昭和の陸上自衛隊の思い出(7 ) 「徒然の記」 私物はトランクと参考書

陸上自衛隊の思い出・「徒然の記」

 この記は、昭和54年11月浜松基地にある飛行教育集団司令部人事第1班長(自衛官人事担当)(現航空教育集団司令部)として勤務した、2 佐・44歳の頃、浜松医療センタ-に短期間、検査入院した折に「徒然の記 」として、24年前の昭和30年陸上自衛隊に入隊し教育訓練を受けたころを回想したものである。

*現在から当時を見てどうであったのか所感と説明を【  】に加えることにした。

 

10.  持ち物はトランク一つ

❶ 私物はトランクと参考書

 昭和30年1月16日陸上自衛隊米子駐屯地に着隊し、身体検査に合格した者は入隊が認められた。入隊者に対しては、被服等が支給された。制服を支給された新隊員は、上官の指導によって私服を全部家に送り返すようにされており、私が着てきたセビロ、靴すべて父が持ち帰った。

 私の手元に残ったものは、新品のトランクとその中の参考書のみであった。
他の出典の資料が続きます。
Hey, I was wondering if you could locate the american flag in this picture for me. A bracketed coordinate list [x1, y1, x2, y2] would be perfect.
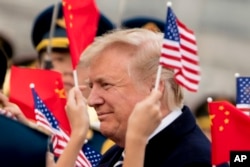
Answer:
[160, 6, 200, 92]
[236, 76, 250, 115]
[31, 87, 92, 167]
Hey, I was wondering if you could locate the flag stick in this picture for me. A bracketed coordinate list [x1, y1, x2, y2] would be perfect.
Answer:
[116, 0, 126, 28]
[155, 65, 162, 90]
[44, 3, 59, 69]
[73, 69, 78, 87]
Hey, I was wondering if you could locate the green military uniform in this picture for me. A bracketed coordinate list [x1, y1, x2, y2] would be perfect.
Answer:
[31, 1, 115, 153]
向学心に燃えていた私にとっては、高校時代の参考書は手放し難く、いつまでも勉強したいという気持ちが強く残っていた。

 

❷ トランクの処分

   このトランクは、わが青春の思い出として、約20年間にわたり転勤の度に持ち歩いたものであるが、最後には手放してしまった。

 今考えると誠に残念なことをしたと思っている品の一つである。このトランクは、両端は擦り切れ、留め金も外れたものであったが自衛隊生活20年にわたる私の人生を象徴したものであった。

 高校時代の参考書は散逸し、残っているものは1~2冊であるが常に向学心を支えてくれた貴重なものであった。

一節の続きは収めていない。